Albert W. Alschuler, Law Without Values: The Life, Work, and Legacy of Justice Holmes (2000).
The publisher explains, “In recent decades, Oliver Wendell Holmes has been praised as ‘the only great American legal thinker’ and ‘the most illustrious figure in the history of American law.’ In Law without Values, Albert Alschuler paints a much darker picture of Justice Holmes as a distasteful man who, among other things, espoused Social Darwinism, favored eugenics, and as he himself acknowledged, came ‘devilish near to believing that might makes right.’. . .
His pernicious legacy, according to Alschuler, is evident in twentieth-century legal thought, whether one takes an economic or a critical legal approach.
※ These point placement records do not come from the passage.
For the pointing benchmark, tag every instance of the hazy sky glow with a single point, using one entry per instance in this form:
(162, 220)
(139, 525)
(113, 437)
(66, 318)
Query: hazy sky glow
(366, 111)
Contrary to the perception of many modern lawyers and scholars, Holmes's legacy was not a "revolt against formalism," or against a priori reasoning; it was a revolt against the objective concepts of right and wrong--against values.”
On this topic, see also, James Gordley, When Paths Diverge: A Response to Albert Alschuler on Oliver Wendell Holmes, 49 Fla. L. Rev. 441 (1997), and Michael P. Schutt, Oliver Wendell Holmes and the Decline of the American Lawyer: Social Engineering, Religion, and the Search for Professional Identity, 30 Rutgers L. J. 143 (1998).